An Operational Approach To Black Hole Entropy

TL;DR

This paper proposes an operational method to define black hole entropy by analyzing the entropy of a contracting thin shell, showing it approaches one-quarter of its area in the black hole limit, thus linking thermodynamics with gravitational collapse.

Contribution

It introduces a shell-based operational definition of black hole entropy applicable to non-extremal black holes, connecting entropy with material compression near the horizon.

Findings

Entropy of a contracting shell approaches one-quarter of its area.

The proposed definition aligns with the Bekenstein-Hawking entropy for non-extremal black holes.

Extremal black holes do not have a clear entropy value in this model.

Abstract

In this paper we calculate the entropy of a thin spherical shell that contracts reversibly from infinity down to its event horizon.
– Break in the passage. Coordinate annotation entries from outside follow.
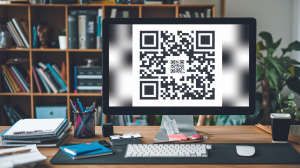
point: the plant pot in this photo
(62, 42)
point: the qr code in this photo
(177, 65)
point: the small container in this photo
(84, 125)
(280, 123)
(5, 40)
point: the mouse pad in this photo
(265, 153)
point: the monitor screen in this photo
(188, 65)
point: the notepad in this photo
(44, 126)
(103, 151)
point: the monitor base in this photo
(185, 125)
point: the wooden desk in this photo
(221, 134)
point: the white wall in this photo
(274, 16)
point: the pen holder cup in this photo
(84, 125)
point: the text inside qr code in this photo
(177, 65)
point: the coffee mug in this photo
(280, 123)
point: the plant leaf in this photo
(276, 45)
(288, 111)
(273, 78)
(292, 46)
(279, 66)
(258, 72)
(278, 98)
(291, 96)
(297, 71)
(293, 84)
(267, 37)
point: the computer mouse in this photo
(245, 150)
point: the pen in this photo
(73, 106)
(80, 105)
(26, 132)
(13, 152)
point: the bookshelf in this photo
(55, 15)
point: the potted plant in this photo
(62, 39)
(275, 72)
(291, 108)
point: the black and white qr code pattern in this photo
(177, 65)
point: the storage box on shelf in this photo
(56, 16)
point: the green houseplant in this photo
(291, 108)
(274, 72)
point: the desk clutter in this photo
(84, 120)
(40, 132)
(23, 156)
(86, 150)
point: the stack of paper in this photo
(42, 132)
(21, 159)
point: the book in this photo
(36, 80)
(6, 81)
(202, 15)
(8, 114)
(125, 14)
(63, 72)
(48, 127)
(21, 32)
(102, 152)
(16, 79)
(208, 13)
(119, 14)
(10, 78)
(91, 32)
(82, 31)
(153, 2)
(16, 34)
(113, 13)
(21, 79)
(99, 30)
(75, 79)
(57, 77)
(80, 149)
(84, 12)
(43, 80)
(197, 15)
(12, 35)
(73, 31)
(187, 13)
(44, 144)
(56, 69)
(47, 80)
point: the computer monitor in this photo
(172, 66)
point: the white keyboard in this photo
(166, 150)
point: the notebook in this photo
(103, 151)
(81, 148)
(44, 128)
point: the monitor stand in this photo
(185, 125)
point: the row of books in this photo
(15, 78)
(19, 32)
(51, 77)
(146, 2)
(13, 113)
(196, 14)
(118, 14)
(129, 120)
(84, 27)
(59, 131)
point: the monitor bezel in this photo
(179, 110)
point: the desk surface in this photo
(220, 134)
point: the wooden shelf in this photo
(55, 16)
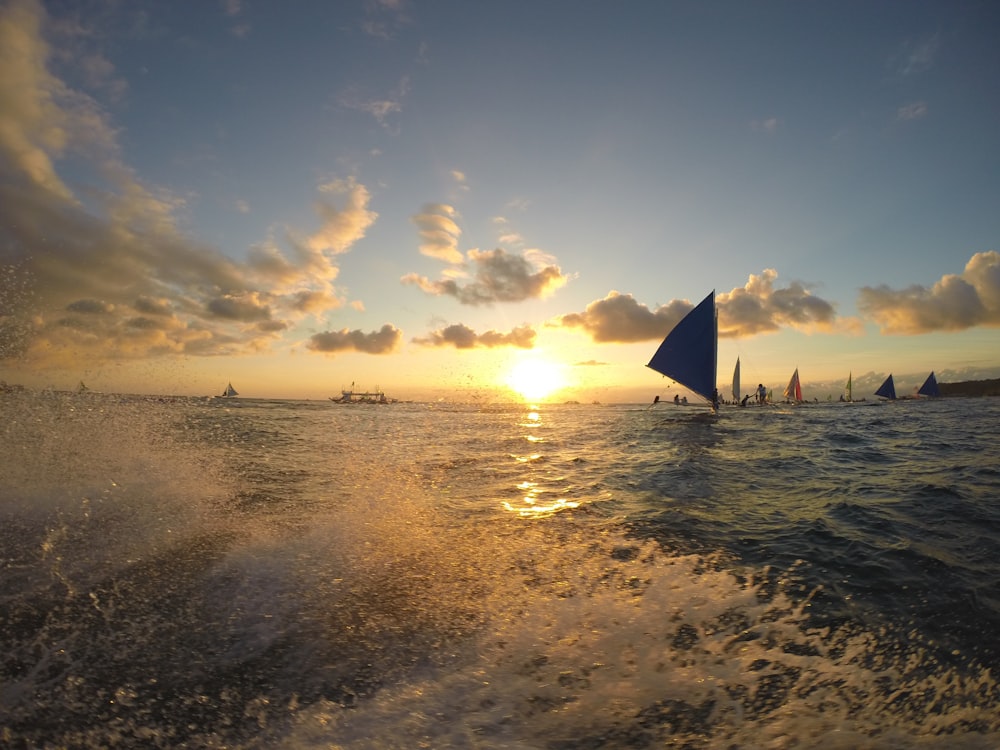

We find that, for a broad class of equations of state, the entropy of a non-extremal shell is one-quarter of its area in the black hole limit. The considerations in this paper suggest the following operational definition for the entropy of a black hole: $S_{BH}$ is the equilibrium thermodynamic entropy that would be stored in the material which gathers to form the black hole, if all of this material were compressed into a thin layer near its gravitational radius. Since the entropy for a given mass and area is maximized for thermal equilibrium we expect that this is the maximum entropy that could be stored in the material before it crosses the horizon. In the case of an extremal black hole the shell model does not assign an unambiguous value to the entropy.